Object Detection with Transformers - Pix2Seq implementation in PyTorch

Moein_Shariatnia · August 30, 2022, 12:18pm

I’ve implemented the “Pix2seq: A Language Modeling Framework for Object Detection” paper in PyTorch and written an in-depth tutorial on it.

Here’s the link to the blog on Towards AI.

You can find the whole project on my GitHub

Also, the codes and tutorials are also available as Colab Notebook and Kaggle Notebook.

I hope you like it!

Etienne_Perot · January 9, 2023, 1:57am

hi! i read the code, i think that noisy inputs are missing. also i suspect that evaluation should be done in autoregressive fashion otherwise you are always using the ground truth of previous timesteps instead of your own prediction

Moein_Shariatnia · January 9, 2023, 9:39am

Hey,

Yes, for the sake of simplicity of my implementation and tutorial, I skipped the augmentation technique they used and that’s one reason why I don’t reach the good performance of the paper.
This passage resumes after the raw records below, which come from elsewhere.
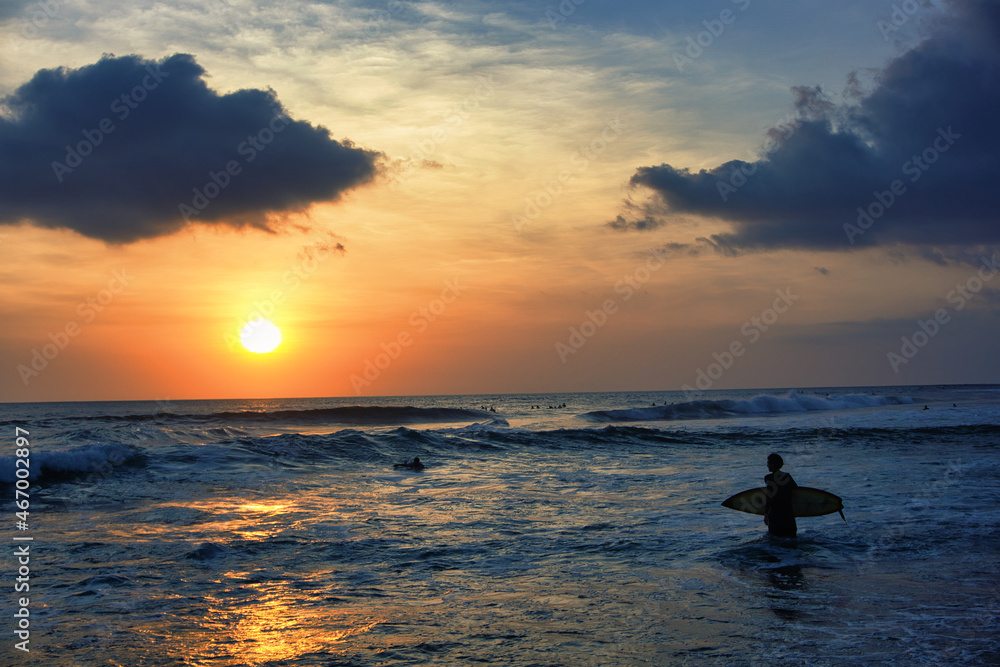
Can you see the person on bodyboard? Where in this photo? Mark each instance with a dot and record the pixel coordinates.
(778, 514)
(415, 464)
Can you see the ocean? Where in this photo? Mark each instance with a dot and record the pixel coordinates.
(559, 529)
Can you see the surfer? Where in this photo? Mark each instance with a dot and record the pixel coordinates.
(778, 513)
(415, 464)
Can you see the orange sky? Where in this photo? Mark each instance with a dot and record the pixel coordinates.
(433, 249)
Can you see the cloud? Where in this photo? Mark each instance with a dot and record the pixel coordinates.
(127, 149)
(927, 124)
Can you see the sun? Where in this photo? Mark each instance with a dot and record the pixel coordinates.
(260, 336)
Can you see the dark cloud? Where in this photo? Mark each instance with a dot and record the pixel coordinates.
(926, 123)
(128, 148)
(644, 224)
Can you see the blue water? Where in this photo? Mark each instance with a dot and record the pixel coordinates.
(278, 532)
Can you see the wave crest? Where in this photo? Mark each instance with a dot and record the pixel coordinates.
(759, 405)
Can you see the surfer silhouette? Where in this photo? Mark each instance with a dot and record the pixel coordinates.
(778, 513)
(415, 464)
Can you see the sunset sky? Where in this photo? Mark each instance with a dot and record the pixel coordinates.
(494, 197)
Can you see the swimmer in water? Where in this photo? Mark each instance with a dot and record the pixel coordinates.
(778, 513)
(415, 464)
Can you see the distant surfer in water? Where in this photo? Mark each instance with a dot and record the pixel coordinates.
(778, 513)
(415, 464)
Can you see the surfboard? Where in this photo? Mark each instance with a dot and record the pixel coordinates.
(806, 501)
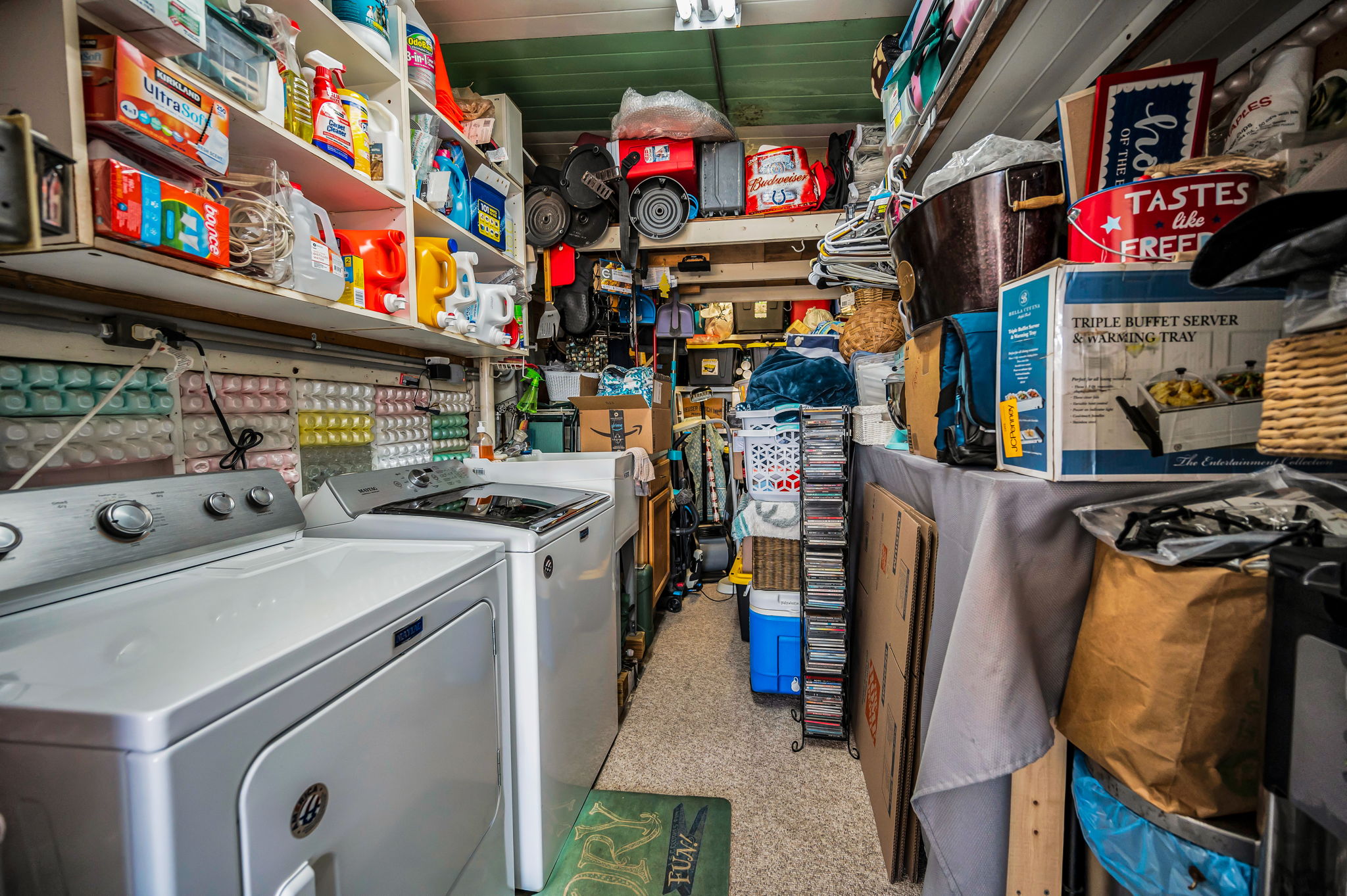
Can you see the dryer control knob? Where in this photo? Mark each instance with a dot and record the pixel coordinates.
(220, 505)
(126, 519)
(10, 538)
Regarding the evaluation, I am using “teacher forcing” in my implementation and the mask in decoder self-attention layers ensures the models does not peak on future tokens. You can refer to the issues of the repo where I explain in more depth.

Etienne_Perot · January 10, 2023, 7:42pm

I understand the ‘teacher forcing’ technique. But imagine in a true evaluation mode where you do not have the ground truth, what do you feed the network with? For a true evaluation we need the autoregressive setup, otherwise you are using the ground truth as input sequence of previous timesteps instead of your prediction (being with argmax or nucleus sampling or whatever technique)